Dye treatments work by reducing the amount of light that penetrates through water, and therefore reducing photosynthesis in plants under the water. This could potentially reduce the growth rate of C. helmsii. However, a study in the Netherlands suggested using soluble red and black dyes did not substantially reduce the amount of light penetrating the water. The authors concluded effective control was unlikely given the extreme adaptability of C. helmsii (EPPO 2014).
For studies covering the use of lightproof barriers to inhibit growth see ‘Use lightproof barriers’. Increasing turbidity or using shading by vegetation to reduce growth are covered under the intervention ‘Alter environmental conditions to control plants’.
EPPO (2014) PM 9/19 (1) Invasive alien aquatic plants.
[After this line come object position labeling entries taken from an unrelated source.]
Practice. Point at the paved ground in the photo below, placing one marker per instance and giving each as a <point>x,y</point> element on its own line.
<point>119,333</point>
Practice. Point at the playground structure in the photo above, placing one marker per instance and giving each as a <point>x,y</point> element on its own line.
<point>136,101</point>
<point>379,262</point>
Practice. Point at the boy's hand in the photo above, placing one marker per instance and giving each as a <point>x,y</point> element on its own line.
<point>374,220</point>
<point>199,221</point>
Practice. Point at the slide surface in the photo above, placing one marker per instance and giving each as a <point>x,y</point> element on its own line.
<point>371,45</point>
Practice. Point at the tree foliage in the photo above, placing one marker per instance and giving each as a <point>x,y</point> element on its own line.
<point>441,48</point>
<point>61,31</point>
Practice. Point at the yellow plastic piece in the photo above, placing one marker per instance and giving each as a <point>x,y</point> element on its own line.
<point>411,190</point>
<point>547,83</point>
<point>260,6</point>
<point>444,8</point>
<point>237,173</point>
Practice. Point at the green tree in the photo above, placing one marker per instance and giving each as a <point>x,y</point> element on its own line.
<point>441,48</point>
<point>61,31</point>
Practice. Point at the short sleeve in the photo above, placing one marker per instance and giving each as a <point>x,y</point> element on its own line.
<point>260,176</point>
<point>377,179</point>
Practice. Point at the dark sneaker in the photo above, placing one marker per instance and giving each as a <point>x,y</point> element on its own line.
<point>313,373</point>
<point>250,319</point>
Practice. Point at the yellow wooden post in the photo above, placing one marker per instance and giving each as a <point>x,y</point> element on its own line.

EPPO Bulletin, 44, 457-471.
Supporting evidence from individual studies
A replicated, controlled study in 2011-2014 at waterbodies in the New Forest, UK (Ewald 2014) reported that treatment with aquatic dye, along with other treatments at some sites, did not reduce cover of C. helmsii, although no statistical tests were carried out. Average coverage of C. helmsii was 72% before and 75% at the end of the dye treatment, compared to 63% and 70% respectively at control sites. The study also showed that coverage of native plant species fell from 17% to 11% at treatment sites and from 17% to 14% at control sites over the trial period. Several other treatments (mechanical removal, herbicide, hot foam) were also used at some sites during this trial. A combination of Dyofix blue and black pond dyes were applied to six ponds on 5-6 occasions between August 2011 and December 2013. C. helmsii coverage was assessed in five random 0.25 m2 quadrats within each treatment area in winter and summer from 2011-2014, and also in seven control ponds.